This week opens with a lighter economic docket than what we’ve seen over the past couple of weeks, and next week brings the Christmas holiday as we move towards year-end. From what we do have on the calendar, it appears as though the primary focus will be on the latter portion of this week. Wednesday afternoon brings New Zealand GDP, and later that evening we hear from the Bank of Japan for their final rate decision of 2017. Thursday morning brings Canadian CPI, and Friday morning brings GDP from Canada along with U.S. Durable Goods and PCE, both released at 8:30 AM ET.

From a price action perspective – one of the more pronounced themes throughout this year caught another shot-in-the-arm last week; as U.S. Dollar bears took-over after another test of resistance. This happened even while the Fed hiked rates again, bringing the total to five rate hikes in the past two years.

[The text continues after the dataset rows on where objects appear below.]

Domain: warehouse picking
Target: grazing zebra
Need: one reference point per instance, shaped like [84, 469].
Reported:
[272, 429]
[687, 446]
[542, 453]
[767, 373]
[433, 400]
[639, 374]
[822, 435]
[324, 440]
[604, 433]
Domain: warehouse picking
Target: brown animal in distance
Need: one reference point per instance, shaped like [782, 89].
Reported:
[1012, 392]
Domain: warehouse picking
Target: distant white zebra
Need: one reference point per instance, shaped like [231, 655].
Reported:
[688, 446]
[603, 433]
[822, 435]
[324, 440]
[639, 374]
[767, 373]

U.S. Dollar via ‘DXY’ Eight-Hour Chart: Resistance Hold Through Last Week’s Rate Hike

Euro Strength, USD Weakness Remain Primary FX Themes as 2018 Nears

Chart prepared by James Stanley

The big question as we move into 2018 is whether this year’s weakness was a correction in a bigger-picture, longer-term theme; or whether this is the start of a chain of weakness that can run into and perhaps even through next year.

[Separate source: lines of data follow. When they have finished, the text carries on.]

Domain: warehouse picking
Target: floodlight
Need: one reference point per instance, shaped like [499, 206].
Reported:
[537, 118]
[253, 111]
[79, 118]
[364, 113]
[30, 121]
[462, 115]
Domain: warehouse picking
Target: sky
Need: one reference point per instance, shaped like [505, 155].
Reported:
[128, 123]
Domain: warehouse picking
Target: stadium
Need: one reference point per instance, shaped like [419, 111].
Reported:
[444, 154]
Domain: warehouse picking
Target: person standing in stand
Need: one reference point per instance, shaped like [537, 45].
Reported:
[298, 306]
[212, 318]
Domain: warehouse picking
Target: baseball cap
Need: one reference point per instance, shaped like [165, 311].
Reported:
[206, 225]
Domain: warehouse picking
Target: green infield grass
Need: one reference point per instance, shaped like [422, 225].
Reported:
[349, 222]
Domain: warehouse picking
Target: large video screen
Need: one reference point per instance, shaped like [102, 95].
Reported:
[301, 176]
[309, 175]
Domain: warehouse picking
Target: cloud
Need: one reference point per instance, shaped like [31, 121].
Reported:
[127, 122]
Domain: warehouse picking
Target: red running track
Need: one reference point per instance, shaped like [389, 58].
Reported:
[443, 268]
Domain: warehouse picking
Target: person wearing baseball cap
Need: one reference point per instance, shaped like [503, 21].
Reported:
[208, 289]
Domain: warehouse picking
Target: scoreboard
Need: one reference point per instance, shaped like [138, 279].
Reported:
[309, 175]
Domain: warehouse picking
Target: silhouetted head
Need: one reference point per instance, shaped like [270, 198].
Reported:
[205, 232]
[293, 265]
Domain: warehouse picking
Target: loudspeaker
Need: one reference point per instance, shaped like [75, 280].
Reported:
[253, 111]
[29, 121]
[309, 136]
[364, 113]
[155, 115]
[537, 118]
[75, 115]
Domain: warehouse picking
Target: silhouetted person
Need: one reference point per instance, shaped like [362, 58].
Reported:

On the side of USD-weakness running through next year: We’d basically be looking for European growth to continue to the point where the ECB is able to more aggressively taper stimulus, but this likely wouldn’t take place until the second half of next year as we near the end of the current stimulus program in September. So, we’d basically be looking more for market anticipation than any actual news out of the ECB. This was the big driver in both Euro and U.S. Dollar trends throughout this year, as European growth continued in a rather consistent manner to the point where the bloc appears to have grown faster than that of the U.S. The U.S., meanwhile, has now seen five rate hikes in the past two years, and the ECB remains ‘pedal-to-the-floor’ on the stimulus front. If we are going to see global growth continue in the manner in which we’ve seen in 2017, the ECB may have some catching up to do, and this can equate to further Euro gains next year as markets prepare for a stimulus exit and eventually higher rates out of the ECB.